U.S. Government shutdown threatens world's poor, World Bank says
Pledging aid for those in poverty, bank warns that emerging markets, developing countries could be hurt
World Bank President Jim Yong Kim warned that a partial government shutdown in Washington could have troubling consequences for the world's poor. Kim made the announcement as laid out a new plan that includes a major increase in funds to assist those living in poverty in nations scarred by war.
World Bank President Jim Yong Kim assumed his post last year. He has launched a major reorganization of the bank to make the institution more nimble and useful, especially to middle-income countries.
Kim assumed his post last year. He has launched a major reorganization of the bank to make the institution more nimble and useful, especially to middle-income countries. He is seeking to revitalize the bank around a poverty-eradication goal.
He maintains that inequality and limited opportunities for the poorest people in each country can drive instability and breed conflict. Kim pointed to the changes wrought in the Middle East, where a wave of protests in the "Arab spring" drove decades-old rulers from power.
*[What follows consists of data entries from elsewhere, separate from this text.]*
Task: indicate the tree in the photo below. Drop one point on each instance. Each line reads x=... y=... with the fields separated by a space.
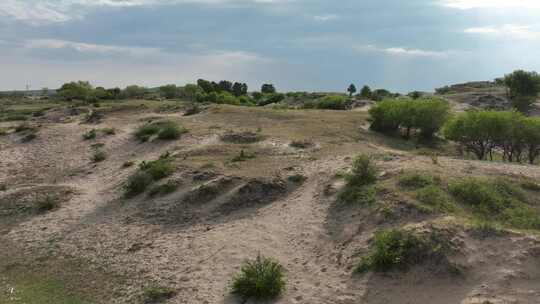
x=268 y=88
x=351 y=90
x=225 y=86
x=76 y=90
x=365 y=92
x=523 y=88
x=169 y=91
x=237 y=89
x=205 y=85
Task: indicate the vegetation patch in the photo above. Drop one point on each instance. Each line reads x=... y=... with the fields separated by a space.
x=260 y=279
x=496 y=199
x=399 y=249
x=242 y=137
x=416 y=180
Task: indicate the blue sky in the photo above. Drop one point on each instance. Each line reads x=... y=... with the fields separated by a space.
x=313 y=45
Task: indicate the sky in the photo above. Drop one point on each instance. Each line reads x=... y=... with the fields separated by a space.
x=298 y=45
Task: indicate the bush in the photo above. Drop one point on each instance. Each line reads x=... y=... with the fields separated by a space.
x=99 y=156
x=424 y=115
x=158 y=169
x=399 y=249
x=90 y=135
x=157 y=294
x=137 y=183
x=416 y=180
x=259 y=279
x=363 y=172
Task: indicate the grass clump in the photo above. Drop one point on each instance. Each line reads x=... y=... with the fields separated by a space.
x=163 y=189
x=498 y=200
x=157 y=294
x=159 y=168
x=137 y=183
x=90 y=135
x=358 y=187
x=416 y=180
x=399 y=249
x=259 y=279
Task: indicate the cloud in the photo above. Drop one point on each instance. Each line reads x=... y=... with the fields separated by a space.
x=38 y=12
x=506 y=31
x=473 y=4
x=401 y=51
x=325 y=18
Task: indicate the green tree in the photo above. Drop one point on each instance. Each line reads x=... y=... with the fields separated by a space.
x=365 y=92
x=268 y=88
x=351 y=90
x=523 y=88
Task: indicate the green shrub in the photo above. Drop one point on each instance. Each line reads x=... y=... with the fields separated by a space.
x=416 y=180
x=363 y=171
x=157 y=294
x=90 y=134
x=399 y=249
x=259 y=279
x=99 y=156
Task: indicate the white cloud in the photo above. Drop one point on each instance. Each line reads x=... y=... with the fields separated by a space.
x=506 y=31
x=401 y=51
x=37 y=12
x=325 y=18
x=472 y=4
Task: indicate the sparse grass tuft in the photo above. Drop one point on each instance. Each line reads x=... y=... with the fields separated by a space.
x=163 y=189
x=399 y=249
x=416 y=180
x=157 y=294
x=99 y=156
x=259 y=279
x=90 y=135
x=137 y=183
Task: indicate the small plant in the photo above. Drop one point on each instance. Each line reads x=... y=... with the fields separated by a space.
x=301 y=144
x=243 y=156
x=108 y=131
x=90 y=135
x=399 y=249
x=363 y=172
x=160 y=168
x=416 y=180
x=296 y=178
x=99 y=156
x=47 y=204
x=259 y=279
x=157 y=294
x=137 y=184
x=163 y=189
x=128 y=164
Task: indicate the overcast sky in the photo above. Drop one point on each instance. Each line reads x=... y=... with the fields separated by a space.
x=313 y=45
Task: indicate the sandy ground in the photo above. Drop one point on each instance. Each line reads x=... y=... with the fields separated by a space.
x=316 y=241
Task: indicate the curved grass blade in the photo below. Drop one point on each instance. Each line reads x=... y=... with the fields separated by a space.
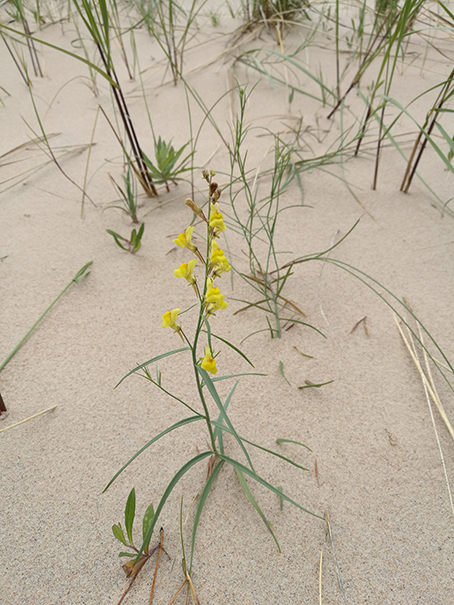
x=209 y=383
x=254 y=503
x=229 y=344
x=130 y=513
x=259 y=447
x=218 y=378
x=167 y=430
x=292 y=441
x=357 y=273
x=184 y=469
x=262 y=481
x=202 y=500
x=67 y=52
x=146 y=363
x=311 y=385
x=218 y=429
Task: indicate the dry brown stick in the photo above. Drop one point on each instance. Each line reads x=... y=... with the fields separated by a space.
x=408 y=177
x=178 y=592
x=426 y=382
x=133 y=579
x=377 y=157
x=363 y=319
x=339 y=580
x=156 y=568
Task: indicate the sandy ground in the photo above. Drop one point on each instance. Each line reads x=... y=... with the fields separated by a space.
x=375 y=464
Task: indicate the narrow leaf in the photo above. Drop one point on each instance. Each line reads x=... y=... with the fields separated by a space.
x=281 y=370
x=167 y=430
x=262 y=481
x=119 y=534
x=254 y=503
x=311 y=385
x=147 y=521
x=146 y=363
x=202 y=500
x=184 y=469
x=292 y=441
x=130 y=512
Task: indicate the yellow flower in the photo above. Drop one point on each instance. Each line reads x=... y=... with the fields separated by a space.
x=185 y=270
x=169 y=320
x=216 y=220
x=208 y=363
x=216 y=301
x=213 y=295
x=218 y=259
x=184 y=240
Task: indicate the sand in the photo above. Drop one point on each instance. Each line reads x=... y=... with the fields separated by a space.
x=374 y=463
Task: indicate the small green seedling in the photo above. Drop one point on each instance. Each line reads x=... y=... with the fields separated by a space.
x=167 y=158
x=133 y=566
x=131 y=245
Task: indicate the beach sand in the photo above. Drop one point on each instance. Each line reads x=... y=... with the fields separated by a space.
x=374 y=463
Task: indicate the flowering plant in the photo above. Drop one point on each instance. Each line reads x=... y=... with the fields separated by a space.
x=210 y=301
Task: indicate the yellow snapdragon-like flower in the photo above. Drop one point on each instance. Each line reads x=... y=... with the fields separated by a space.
x=208 y=363
x=184 y=240
x=215 y=300
x=218 y=259
x=216 y=220
x=185 y=270
x=169 y=320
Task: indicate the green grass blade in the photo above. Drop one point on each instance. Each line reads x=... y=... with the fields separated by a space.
x=214 y=394
x=254 y=503
x=218 y=430
x=260 y=447
x=130 y=512
x=202 y=500
x=292 y=441
x=167 y=430
x=146 y=363
x=66 y=52
x=184 y=469
x=253 y=474
x=229 y=344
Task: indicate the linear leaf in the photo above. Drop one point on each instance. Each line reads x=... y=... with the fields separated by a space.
x=184 y=469
x=202 y=500
x=262 y=481
x=217 y=400
x=146 y=363
x=254 y=503
x=167 y=430
x=130 y=512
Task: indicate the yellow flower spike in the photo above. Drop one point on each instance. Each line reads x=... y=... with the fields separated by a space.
x=213 y=295
x=169 y=320
x=196 y=209
x=185 y=270
x=213 y=307
x=184 y=240
x=208 y=363
x=218 y=259
x=216 y=220
x=215 y=301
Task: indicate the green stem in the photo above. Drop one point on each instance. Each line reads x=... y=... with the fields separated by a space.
x=197 y=334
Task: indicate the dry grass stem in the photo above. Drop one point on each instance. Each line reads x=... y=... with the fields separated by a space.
x=426 y=382
x=339 y=579
x=27 y=419
x=156 y=568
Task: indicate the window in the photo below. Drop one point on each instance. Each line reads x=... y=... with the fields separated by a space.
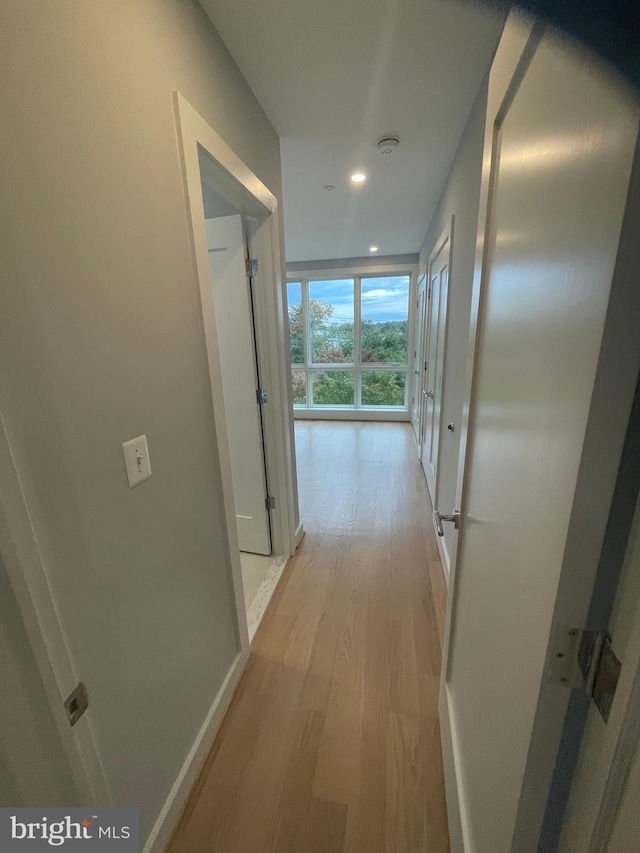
x=349 y=341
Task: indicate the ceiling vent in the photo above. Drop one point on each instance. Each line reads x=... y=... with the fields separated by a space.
x=388 y=145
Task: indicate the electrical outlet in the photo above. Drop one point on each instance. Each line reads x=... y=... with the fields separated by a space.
x=136 y=460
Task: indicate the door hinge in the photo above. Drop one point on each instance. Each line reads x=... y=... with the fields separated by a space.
x=585 y=660
x=76 y=703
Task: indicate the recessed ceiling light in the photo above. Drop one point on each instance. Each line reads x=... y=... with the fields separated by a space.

"This is what happens when prosperity is reserved for a select few," he said. "All of those left out feel deeply the burn of inequity."
Kim committed the bank in April to twin goals: One, eliminating extreme poverty by 2030 and secondly, boosting the incomes of the poorest 40 percent of the population in each country.
The World Bank, Kim says must focus on "bold" projects and technical solutions to countries. This will involve working with the bank's private sector arm, the International Finance Corporation, or IFC, to encourage businesses to create jobs in poorer countries.
"Embracing the private sector and their role in development is not about whether you like the private sector or you have warm feelings about (it)," he said. It's impossible to eliminate poverty and meet the infrastructure needs of poor countries with public money alone, he says.
India alone is likely to need $1 trillion for infrastructure in the next few years. Aid from the official sector currently only totals about $125 billion annually.
In turn, the World Bank will need to concentrate on so-called "fragile states," those either in conflict or in danger of it, which will house most of the world's poor people in the next five years. Kim said the bank's fund for the poorest will plan to increase its funding to fragile states by 50 percent over the next three years, as would the IFC.